You shift uncomfortably in your chair.  You clear your throat.

“I think the term I’m looking for is epiphany — an experience of sudden insight.”

Now you’re sure.  You’re sure none of this has any connection to reality.  You’re watching a movie brought to you by some hallucinogen.  You’ve never used drugs but heard they can create a different world for those who ingest them.  No sense fighting it.  You begin to relax a little.  You feel a smile cross your face.  You suddenly feel brave enough to speak.

“Mr. President, I know it’s early in the day, but let’s toast this epiphany of yours.  Can we order drinks?”

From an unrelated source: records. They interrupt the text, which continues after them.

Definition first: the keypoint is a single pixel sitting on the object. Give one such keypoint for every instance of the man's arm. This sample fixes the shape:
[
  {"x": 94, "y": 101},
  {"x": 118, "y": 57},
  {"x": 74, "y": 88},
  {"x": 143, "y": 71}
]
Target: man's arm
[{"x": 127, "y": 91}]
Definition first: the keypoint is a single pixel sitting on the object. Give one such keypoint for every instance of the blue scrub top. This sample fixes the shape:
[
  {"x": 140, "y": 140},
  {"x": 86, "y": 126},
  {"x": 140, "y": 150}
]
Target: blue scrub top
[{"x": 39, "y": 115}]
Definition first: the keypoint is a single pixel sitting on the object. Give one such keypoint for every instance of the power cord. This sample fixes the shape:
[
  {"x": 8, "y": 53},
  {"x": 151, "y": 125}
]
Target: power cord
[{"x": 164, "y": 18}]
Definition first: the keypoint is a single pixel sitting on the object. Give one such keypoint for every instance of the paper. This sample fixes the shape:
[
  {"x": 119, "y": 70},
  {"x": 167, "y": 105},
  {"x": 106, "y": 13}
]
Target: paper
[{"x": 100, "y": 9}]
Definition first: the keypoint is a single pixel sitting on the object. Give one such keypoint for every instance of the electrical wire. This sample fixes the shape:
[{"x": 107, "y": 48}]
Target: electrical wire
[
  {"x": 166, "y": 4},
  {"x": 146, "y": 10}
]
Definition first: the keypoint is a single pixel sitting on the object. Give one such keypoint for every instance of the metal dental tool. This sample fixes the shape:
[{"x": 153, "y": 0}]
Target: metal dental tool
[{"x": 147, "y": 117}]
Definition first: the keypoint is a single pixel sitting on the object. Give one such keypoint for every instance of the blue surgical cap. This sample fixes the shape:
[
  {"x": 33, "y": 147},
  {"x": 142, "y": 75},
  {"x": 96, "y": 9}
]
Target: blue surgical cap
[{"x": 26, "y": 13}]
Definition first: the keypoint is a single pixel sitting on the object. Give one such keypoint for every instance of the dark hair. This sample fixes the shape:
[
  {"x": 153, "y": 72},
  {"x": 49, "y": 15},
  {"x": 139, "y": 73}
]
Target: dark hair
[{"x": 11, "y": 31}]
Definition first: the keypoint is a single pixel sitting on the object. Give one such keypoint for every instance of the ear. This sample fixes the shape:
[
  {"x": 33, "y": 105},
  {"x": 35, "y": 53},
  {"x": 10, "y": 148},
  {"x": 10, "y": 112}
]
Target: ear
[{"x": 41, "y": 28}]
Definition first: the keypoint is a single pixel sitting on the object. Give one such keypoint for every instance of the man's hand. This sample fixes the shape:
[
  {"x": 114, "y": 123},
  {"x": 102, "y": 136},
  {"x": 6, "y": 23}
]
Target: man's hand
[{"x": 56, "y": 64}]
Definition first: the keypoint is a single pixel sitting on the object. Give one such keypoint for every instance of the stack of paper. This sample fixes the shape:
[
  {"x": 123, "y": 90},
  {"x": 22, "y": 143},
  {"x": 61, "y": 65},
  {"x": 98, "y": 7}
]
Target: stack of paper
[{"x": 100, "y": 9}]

“Sure, John.  But don’t you want to know why I selected you to hear my confession?”

“Well . . . yes, yes, I was hoping . . . you’d get to that.”

“No offense, but you’re totally insignificant.  I can trust someone like you. If I should happen to change my mind, no one will believe you if you repeat everything I’ve said.  But I won’t change my mind.  Not only that, but you have idiotic, out-of-the-mainstream views that are completely at variance with mine.  Or they were.  John, listen to me.  I’m joining the loons, John.  I’m joining the loons.”

“Mr. President, would you understand if I told you I’m having . . . a little difficulty trying to believe all this?  I mean, all of it?  I should be in my office this morning finishing an article only my mother will read.  Instead, I’m sitting in the office of the president, listening to him tell me he hates his job and is going to resign.  Because he hates war and hates the Fed.”  

The president laughs.  He understands.  “Yeah, this must be quite a shock to you.  Believe me, I’m serious.  And to prove it —“ He hustles behind his desk and pulls a sheet of paper from the drawer.  “— I want you to proof this letter for any clumsy wording or other violations of the English language.“

You take the paper.  It’s a signed resignation letter.   Signed by him.

You’re generally in good health, but you suddenly feel sharp pains in the area of your heart.  Running while sitting has been too much.  You double over, struggling for breath. 

The pain dissipates.  Your breathing recovers.  You read the letter, again and again.  You make your one comment.

“Mr. President, this is a suicide note.  They’ll do to you what they did to—“

“No, no, Kennedy didn’t resign.  If he had resigned he might’ve been spared.  I think I’ll be spared.  After a while I can hit the lecture circuit expressing my real views instead of what some fool puts on a teleprompter for this fool to read.”

“But you’re recommending no one replace you.  You want to leave the office vacant.”

“That’s right,” he said. 

A moment passes.  “That would be a legacy to be proud of.”

“I think so!”

“So you really don’t want me to replace Yellen?”

He throws his head back and laughs.  “Only if you want to resign with me.  That was a little dark humor on my part.”

“If I’d known you were going to do this, you would’ve had my vote in a heartbeat.”

“If I’d known I was going to do this — oh, how I wish I did!”

You and the about-to-be-former president laugh.